The Tau protein is one of the main players in Alzheimer's disease. In a “hyperphosporylated” aggregated state it forms paired helical fibers which partially define the disease as determined using immunological brain segments and the AT8 antibody. Full length Tau441 contains 85 (80 Ser/ Thr and 5 Tyr) residues which may potentially undergo phosphorylation. As such, any whole-protein study on the effects of phosphrylation is remarkably complicated given the necessity to incorporate phosphate groups at defined amino acid sites.

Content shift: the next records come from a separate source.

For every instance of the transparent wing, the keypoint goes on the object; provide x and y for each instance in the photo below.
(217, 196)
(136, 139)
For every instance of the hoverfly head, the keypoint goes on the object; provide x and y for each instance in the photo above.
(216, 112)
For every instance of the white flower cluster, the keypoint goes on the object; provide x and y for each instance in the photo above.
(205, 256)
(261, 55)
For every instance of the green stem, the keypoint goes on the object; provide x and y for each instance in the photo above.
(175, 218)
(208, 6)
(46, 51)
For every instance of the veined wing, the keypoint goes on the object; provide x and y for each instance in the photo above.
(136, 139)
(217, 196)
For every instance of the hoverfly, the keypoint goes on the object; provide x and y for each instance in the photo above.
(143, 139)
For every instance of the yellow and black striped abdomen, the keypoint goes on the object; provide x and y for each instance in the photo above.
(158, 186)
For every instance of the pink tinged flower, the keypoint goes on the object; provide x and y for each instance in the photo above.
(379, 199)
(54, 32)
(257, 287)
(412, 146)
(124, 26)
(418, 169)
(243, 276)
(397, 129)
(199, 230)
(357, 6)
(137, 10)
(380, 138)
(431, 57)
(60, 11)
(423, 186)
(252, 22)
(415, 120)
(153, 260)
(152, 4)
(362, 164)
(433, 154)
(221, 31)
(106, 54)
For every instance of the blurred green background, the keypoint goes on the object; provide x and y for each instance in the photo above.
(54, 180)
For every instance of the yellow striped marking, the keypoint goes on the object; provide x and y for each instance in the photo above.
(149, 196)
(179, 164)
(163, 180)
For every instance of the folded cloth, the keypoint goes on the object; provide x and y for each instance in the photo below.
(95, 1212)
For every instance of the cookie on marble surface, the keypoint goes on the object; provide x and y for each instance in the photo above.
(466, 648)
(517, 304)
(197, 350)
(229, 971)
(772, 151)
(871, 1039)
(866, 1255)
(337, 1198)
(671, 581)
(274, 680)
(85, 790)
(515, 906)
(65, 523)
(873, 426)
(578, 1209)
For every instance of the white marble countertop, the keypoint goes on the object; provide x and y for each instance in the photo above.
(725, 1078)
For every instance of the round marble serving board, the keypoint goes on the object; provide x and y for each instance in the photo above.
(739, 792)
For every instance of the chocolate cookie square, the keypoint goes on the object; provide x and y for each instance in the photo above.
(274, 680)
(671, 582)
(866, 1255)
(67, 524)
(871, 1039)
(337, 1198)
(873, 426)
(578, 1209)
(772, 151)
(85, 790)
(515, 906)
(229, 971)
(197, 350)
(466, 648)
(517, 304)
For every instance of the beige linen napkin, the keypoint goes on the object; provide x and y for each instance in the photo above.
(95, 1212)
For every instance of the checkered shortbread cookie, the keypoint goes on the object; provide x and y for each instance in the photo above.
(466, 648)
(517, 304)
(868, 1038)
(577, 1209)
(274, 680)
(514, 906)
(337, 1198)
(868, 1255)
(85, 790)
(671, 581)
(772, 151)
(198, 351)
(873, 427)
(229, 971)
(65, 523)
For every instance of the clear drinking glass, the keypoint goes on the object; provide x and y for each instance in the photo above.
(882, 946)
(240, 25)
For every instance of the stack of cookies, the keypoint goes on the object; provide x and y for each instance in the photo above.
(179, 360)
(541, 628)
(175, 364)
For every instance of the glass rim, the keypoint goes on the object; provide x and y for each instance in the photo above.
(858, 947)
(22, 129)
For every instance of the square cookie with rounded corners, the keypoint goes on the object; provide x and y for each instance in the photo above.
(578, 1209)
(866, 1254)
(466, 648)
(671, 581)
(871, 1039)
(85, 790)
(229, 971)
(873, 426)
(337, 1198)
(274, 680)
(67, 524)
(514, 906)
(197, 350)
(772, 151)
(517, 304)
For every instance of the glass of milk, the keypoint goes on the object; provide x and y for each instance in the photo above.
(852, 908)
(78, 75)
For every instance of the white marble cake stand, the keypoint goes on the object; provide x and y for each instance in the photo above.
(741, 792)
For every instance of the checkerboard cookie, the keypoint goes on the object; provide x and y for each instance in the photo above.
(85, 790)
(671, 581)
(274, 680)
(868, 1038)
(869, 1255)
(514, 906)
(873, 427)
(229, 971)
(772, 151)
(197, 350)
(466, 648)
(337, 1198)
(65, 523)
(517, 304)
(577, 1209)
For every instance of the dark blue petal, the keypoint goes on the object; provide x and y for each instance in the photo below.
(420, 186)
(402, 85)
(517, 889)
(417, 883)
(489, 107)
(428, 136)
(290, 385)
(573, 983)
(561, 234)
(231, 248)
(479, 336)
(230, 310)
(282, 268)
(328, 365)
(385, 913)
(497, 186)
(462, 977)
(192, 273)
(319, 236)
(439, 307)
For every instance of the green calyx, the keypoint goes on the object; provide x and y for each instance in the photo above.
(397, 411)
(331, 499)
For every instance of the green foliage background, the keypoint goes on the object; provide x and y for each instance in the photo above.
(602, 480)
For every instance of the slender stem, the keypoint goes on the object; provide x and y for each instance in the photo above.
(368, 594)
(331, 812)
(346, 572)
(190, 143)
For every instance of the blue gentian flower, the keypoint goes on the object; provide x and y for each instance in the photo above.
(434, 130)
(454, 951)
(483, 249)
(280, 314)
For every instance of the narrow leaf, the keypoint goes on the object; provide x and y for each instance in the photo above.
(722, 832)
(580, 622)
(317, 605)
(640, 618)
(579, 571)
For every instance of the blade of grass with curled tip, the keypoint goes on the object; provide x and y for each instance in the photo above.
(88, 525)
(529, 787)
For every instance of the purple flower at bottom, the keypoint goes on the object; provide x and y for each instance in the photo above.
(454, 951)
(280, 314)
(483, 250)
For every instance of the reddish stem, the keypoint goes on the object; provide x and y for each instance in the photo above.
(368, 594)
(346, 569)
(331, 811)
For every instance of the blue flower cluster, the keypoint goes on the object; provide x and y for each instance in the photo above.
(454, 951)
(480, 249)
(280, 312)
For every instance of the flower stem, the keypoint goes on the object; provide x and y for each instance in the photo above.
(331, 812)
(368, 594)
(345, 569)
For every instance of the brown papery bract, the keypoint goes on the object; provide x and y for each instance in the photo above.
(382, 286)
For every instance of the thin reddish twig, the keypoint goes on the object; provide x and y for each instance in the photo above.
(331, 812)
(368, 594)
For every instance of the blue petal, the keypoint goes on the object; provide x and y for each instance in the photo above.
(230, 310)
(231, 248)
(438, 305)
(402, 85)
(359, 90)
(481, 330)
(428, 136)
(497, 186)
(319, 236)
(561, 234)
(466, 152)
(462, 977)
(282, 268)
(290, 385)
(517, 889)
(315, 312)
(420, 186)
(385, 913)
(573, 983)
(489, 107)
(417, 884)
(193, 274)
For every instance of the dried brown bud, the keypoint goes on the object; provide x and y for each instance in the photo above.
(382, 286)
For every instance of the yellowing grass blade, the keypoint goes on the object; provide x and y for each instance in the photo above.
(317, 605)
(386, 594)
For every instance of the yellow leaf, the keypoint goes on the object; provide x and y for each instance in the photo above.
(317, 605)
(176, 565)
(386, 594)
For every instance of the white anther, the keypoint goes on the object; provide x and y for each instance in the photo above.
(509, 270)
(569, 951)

Using discrete, well defined synthetic phosphopeptides in combination with NMR and molecular modelling, we were able to determine the structural effects of phosphorylation at specific key sites (S202/ T205) on the AT8 epitope of Tau. Phosporylation lead to the stabilization of a “protective” turn via a Hydrogen bond between the phospo group of the Thr205 and the amide bond of the Gly207 as well as two nearby Arginine residues (Arg209/Arg211). This result was recapitulated in the whole protein. We were further able to show that additional phosphorylation at Ser208 destabilized this turn, and induced the formation of fibers in the whole protein allowing, for the first time, for the determination of the Tau phospo pattern that drives its aggregation and defining the term “hyperphosphorylation”.